Property owners told
to correct violations
FAYETTE – Selectmen took enforcement action against two property owners accused of land-use violations on David Pond. Each was required to take corrective measures to protect pond water quality.
Selectmen set a $750 fine for Edgar Fickett of David Pond Road and required him to make some corrective changes on his property, said Code Enforcement Officer David Giroux.
Fickett didn’t develop his property the way he proposed in his application to the Planning Board and didn’t adhere to conditions that board members had set, Giroux said.
Fickett had purchased property that had an old camp and proposed to put a new mobile home on the site. The home was going to be set back farther than the camp, he said. A driveway was installed 10 feet from the water and he built a second driveway.

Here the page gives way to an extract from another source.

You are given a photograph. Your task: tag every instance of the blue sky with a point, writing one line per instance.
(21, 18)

Initially, Planning Board members were going to require him to remove everything he’d installed that wasn’t in the application and didn’t meet the board’s conditions, Giroux said.
But that was going to cost a lot of money and, since the intent of the town’s land-use rules is to protect the water quality, selectmen opted to fine him the $750 and require him to rip up about 30 feet of paved driveway and take other erosion mitigation measures, Giroux said.
He was allowed to keep a handicapped-accessible driveway, which was the second one installed, but he had to add gutters to the trailer and find a way to trap runoff water from going into the pond to prevent water pollution, Giroux said.
In the second case, Gloria Dalessandro who has property on Sandy River Road on David Pond had to remove a shed that she built without a permit, Giroux said. She didn’t realize that she needed the permit, he said.
Initially, she was identified as violating the land-use rules because she had paved a driveway without a permit, he said. But after investigation, it was determined she wasn’t in violation because she paved over an existing gravel driveway.
Besides removing the shed, Dalessandro also was required to cover a third of her 50-foot by 150-foot lot with 4 inches of bark mulch and 4 inches of pea-sized gravel, Giroux said.